# 8Mm Spring Bars Needed - But Thinner Than Normal?



## Davey P (Sep 9, 2010)

Just a silly little thing, I need a pair of spring bars for a ladies Seiko watch with 8mm lug width, and the ones I've got are too fat. Does anyone know where to source thinner than normal spring bars, or has anyone out there got a couple I can buy?

The watch in question is this one:










And the problem is the small diameter on the end of the bracelet, as shown here:










I will be selling this one on ebay, so it has no sentimental value, but I'd like to get it properly sorted prior to sale anyway.

Thanks in advance for any help :thumbup:


----------



## scottswatches (Sep 22, 2009)

what diameter do you need. I have some at 1.5mm thick if that helps?


----------



## Davey P (Sep 9, 2010)

Thanks mate, but I think 1.5mm is the same as the ones I already have, and they are just too wide to squeeze through the hole. I am looking for something a bit thinner, maybe 1mm or very slightly less. The ones fitted to the watch are fine, but I broke one (or rather, it fell apart when I took it out - Sounds better!) and the other one looks slightly bent as well. I'd rather replace them both with new ones if I can find some that fit.

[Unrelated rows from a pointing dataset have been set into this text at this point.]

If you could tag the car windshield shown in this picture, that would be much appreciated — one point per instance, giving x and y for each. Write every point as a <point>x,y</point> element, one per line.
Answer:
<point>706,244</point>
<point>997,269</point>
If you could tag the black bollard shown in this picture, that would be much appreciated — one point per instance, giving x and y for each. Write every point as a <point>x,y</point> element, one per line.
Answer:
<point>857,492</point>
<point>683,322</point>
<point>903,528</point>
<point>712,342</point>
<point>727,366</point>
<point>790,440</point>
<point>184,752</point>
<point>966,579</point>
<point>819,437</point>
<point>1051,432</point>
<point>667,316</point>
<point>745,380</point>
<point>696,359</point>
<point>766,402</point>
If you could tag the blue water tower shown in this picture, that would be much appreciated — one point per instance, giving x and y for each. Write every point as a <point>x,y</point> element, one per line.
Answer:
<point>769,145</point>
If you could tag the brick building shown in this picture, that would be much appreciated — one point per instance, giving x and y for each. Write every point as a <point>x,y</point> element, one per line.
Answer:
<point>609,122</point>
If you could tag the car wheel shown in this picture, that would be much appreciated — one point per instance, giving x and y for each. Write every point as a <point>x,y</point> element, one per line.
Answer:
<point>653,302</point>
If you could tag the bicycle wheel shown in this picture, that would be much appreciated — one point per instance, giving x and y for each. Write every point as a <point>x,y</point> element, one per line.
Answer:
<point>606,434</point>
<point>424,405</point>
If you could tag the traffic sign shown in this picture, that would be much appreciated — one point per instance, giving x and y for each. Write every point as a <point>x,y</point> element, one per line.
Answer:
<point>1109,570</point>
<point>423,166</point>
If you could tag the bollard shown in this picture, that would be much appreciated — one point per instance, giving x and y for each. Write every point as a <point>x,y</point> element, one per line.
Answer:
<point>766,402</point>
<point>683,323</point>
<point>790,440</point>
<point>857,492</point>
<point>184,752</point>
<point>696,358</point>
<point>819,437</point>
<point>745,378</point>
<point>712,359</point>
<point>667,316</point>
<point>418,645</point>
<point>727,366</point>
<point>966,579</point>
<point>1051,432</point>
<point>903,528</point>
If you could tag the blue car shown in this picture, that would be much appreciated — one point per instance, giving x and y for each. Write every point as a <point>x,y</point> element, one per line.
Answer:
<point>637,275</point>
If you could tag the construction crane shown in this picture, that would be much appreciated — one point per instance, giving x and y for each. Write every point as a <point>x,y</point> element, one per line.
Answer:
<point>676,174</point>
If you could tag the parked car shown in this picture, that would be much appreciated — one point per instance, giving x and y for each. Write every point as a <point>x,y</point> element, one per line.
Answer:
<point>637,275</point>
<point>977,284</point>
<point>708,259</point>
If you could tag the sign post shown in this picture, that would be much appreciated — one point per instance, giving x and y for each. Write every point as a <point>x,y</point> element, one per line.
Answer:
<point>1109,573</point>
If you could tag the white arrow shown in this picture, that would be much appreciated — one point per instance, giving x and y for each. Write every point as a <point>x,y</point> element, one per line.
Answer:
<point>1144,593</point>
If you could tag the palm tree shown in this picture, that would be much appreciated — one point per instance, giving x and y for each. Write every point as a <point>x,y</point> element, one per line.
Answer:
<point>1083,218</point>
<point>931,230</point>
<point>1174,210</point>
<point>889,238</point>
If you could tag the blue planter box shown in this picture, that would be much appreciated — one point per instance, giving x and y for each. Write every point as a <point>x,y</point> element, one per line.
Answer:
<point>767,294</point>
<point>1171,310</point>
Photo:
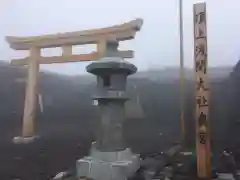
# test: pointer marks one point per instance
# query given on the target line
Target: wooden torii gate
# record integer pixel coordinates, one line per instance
(100, 37)
(202, 92)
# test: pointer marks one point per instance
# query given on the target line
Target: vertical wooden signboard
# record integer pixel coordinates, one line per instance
(202, 92)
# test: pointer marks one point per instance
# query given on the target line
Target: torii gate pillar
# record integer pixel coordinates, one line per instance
(66, 41)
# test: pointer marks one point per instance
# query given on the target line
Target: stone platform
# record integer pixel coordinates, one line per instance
(108, 165)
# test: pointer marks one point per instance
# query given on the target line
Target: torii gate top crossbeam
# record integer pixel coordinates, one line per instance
(121, 32)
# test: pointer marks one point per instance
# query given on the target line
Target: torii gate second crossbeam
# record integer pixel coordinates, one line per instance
(100, 37)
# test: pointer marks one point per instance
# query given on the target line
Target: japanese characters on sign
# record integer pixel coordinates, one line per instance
(202, 88)
(201, 71)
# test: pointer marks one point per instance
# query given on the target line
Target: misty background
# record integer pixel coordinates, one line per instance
(68, 122)
(156, 45)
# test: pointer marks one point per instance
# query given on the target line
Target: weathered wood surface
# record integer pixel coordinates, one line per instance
(68, 58)
(121, 32)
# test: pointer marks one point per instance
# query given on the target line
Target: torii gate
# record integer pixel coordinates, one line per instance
(100, 37)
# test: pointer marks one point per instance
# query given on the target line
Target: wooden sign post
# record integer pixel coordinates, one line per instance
(202, 92)
(100, 37)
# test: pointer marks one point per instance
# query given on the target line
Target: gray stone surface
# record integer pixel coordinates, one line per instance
(109, 158)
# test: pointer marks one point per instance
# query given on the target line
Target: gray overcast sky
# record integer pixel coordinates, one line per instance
(156, 45)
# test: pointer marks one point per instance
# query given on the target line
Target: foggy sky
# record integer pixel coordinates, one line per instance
(156, 45)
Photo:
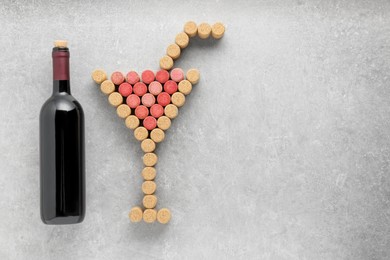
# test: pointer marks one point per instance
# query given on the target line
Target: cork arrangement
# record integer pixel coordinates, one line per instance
(147, 102)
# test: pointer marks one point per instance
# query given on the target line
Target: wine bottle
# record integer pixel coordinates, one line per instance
(62, 173)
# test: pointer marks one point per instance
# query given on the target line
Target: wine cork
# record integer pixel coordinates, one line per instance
(135, 214)
(150, 159)
(107, 87)
(163, 216)
(157, 135)
(132, 122)
(166, 62)
(171, 111)
(148, 145)
(190, 28)
(164, 122)
(185, 87)
(150, 215)
(149, 173)
(148, 187)
(173, 51)
(140, 133)
(149, 201)
(217, 30)
(178, 99)
(204, 30)
(182, 40)
(115, 99)
(99, 76)
(123, 111)
(193, 76)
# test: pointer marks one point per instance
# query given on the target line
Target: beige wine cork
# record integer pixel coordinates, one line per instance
(149, 173)
(132, 122)
(99, 76)
(173, 51)
(171, 111)
(157, 135)
(150, 159)
(185, 87)
(149, 201)
(148, 187)
(166, 62)
(182, 40)
(217, 30)
(178, 99)
(190, 28)
(193, 76)
(115, 99)
(204, 30)
(150, 215)
(123, 111)
(141, 133)
(163, 122)
(135, 214)
(163, 216)
(148, 145)
(107, 87)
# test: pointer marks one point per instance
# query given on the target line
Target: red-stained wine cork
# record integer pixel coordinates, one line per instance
(163, 99)
(135, 214)
(148, 187)
(157, 135)
(166, 62)
(185, 87)
(149, 201)
(132, 122)
(193, 76)
(149, 215)
(141, 133)
(133, 101)
(132, 77)
(173, 51)
(156, 110)
(182, 40)
(155, 88)
(217, 30)
(178, 99)
(164, 122)
(140, 89)
(163, 216)
(170, 87)
(150, 123)
(149, 173)
(141, 112)
(107, 87)
(148, 100)
(117, 77)
(147, 76)
(171, 111)
(190, 28)
(125, 89)
(150, 159)
(148, 145)
(99, 76)
(123, 111)
(204, 30)
(162, 76)
(115, 99)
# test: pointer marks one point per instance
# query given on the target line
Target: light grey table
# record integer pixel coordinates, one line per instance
(282, 151)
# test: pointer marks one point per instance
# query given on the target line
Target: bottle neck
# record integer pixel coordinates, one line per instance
(61, 79)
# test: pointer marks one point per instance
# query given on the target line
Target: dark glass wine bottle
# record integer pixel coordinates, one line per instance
(62, 177)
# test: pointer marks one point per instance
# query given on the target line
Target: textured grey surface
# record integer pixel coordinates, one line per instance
(281, 152)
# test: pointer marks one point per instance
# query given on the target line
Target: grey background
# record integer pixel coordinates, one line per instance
(282, 151)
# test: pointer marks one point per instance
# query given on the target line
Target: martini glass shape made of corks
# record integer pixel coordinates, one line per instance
(148, 102)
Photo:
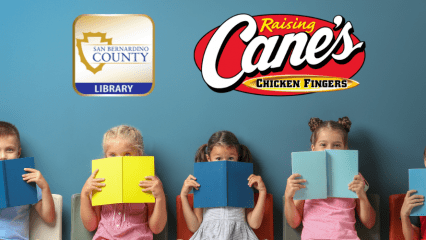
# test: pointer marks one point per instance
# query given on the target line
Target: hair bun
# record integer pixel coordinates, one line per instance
(346, 123)
(314, 123)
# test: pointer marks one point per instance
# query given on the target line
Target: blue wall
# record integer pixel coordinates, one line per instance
(63, 130)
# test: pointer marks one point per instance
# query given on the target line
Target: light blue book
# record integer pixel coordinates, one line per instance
(327, 173)
(312, 166)
(417, 181)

Cheers for the offer though, much appreciated as always.


----------



## scottswatches (Sep 22, 2009)

no chance of slightly tweaky the ends to take the 1.5mm ones? :cowboy: :hammer:


----------



## Davey P (Sep 9, 2010)

That will be my next move mate.... Although I think I can guess what is going to happen.... :lol:


----------



## Omegamaniac (Jan 21, 2009)

Ease the centre sleeve open and you will be able to get a larger diameter pin in


----------



## mel (Dec 6, 2006)

PM me a postal addy, I may be able to help? But can't look till tomorrow.

:weed:


----------



## Davey P (Sep 9, 2010)

Cheers Mel, I'll PM you in a minute, nice one :thumbup:


----------